New Jersey recently enacted the New Jersey Trade Secrets Act (A-921/S-2456) (the "Act") that provides protections against trade secret misappropriation. Prior to the enactment, New Jersey relied on existing case law to establish a trade secret misappropriation and was one of four states that had not adopted the provisions of the Uniform Trade Secrets Act ("UTSA"). Massachusetts, New York and Texas are the other states that have not adopted some form of the UTSA.
The Act establishes protections against both actual and threatened trade secret misappropriation, and it also provides for damages for both actual loss and unjust enrichment caused by the misappropriation.
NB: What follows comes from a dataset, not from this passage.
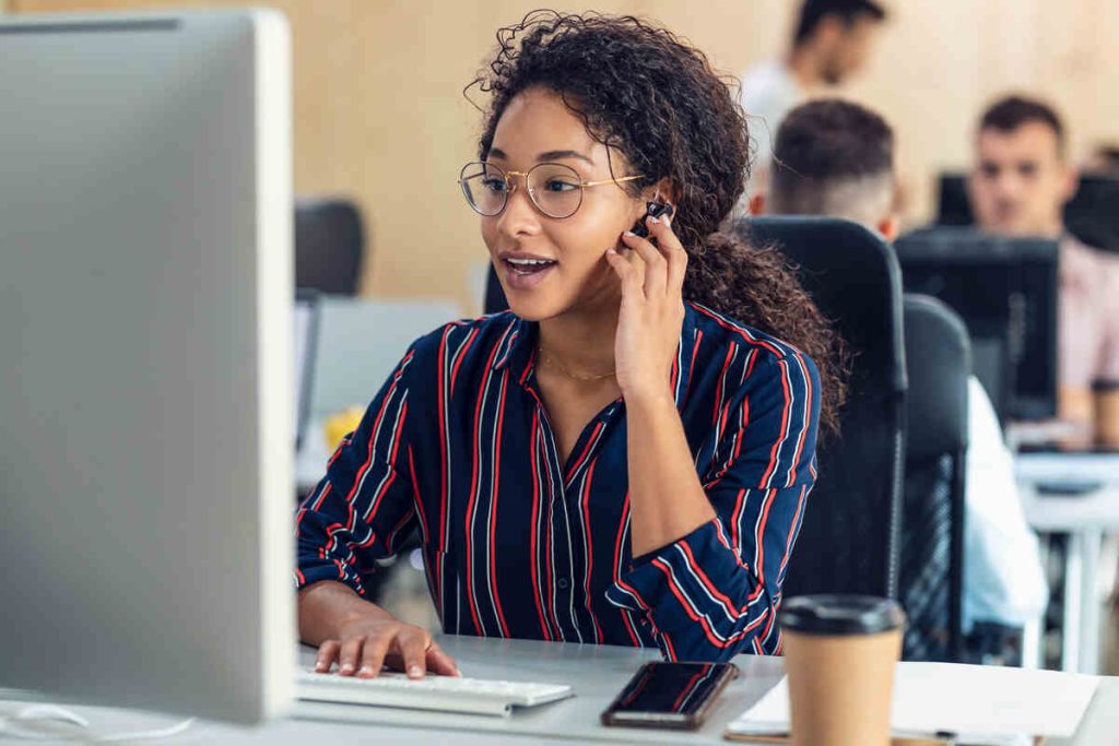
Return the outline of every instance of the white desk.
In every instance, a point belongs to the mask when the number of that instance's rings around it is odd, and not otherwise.
[[[1016,475],[1029,526],[1042,533],[1066,533],[1062,668],[1098,673],[1100,614],[1097,596],[1103,535],[1119,532],[1119,454],[1019,454]],[[1103,487],[1082,495],[1040,494],[1040,482],[1064,478],[1098,480]]]
[[[269,744],[314,746],[316,744],[378,743],[403,746],[463,744],[529,745],[540,742],[615,744],[728,744],[722,738],[726,724],[753,705],[782,673],[781,659],[740,655],[735,662],[743,676],[720,698],[707,726],[688,734],[653,729],[604,728],[599,714],[606,707],[638,665],[657,657],[655,651],[606,645],[544,643],[526,640],[439,638],[466,676],[526,681],[556,681],[574,686],[576,696],[545,705],[510,718],[416,714],[405,710],[368,708],[366,721],[284,719],[261,728],[234,728],[196,723],[187,733],[167,744]],[[313,660],[303,649],[302,661]],[[981,697],[981,692],[976,693]],[[0,715],[16,706],[0,702]],[[166,727],[177,718],[147,716],[128,710],[92,707],[73,708],[87,717],[97,733],[134,731]],[[354,712],[351,708],[347,711]],[[1072,739],[1051,739],[1050,746],[1113,745],[1119,733],[1119,678],[1101,682]],[[26,742],[25,742],[26,743]]]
Damages may also be measured by a reasonable royalty for a misappropriator's unauthorized disclosure or use of a trade secret. In case of willful or malicious misappropriation, a court may award punitive damages, reasonable attorney's fees, costs and a reasonable sum to cover the services of expert witnesses. The Act also changes the statute of limitations on trade secret misappropriation cases from six years to three years. Finally, the Act requires a court to preserve the secrecy of an alleged trade secret by reasonable means consistent with court rules.
The Act takes effect immediately, but does not apply retroactively. Therefore, misappropriations occurring before the enactment are subject to the requirements and remedies of the common law, as well as the six-year statute of limitations.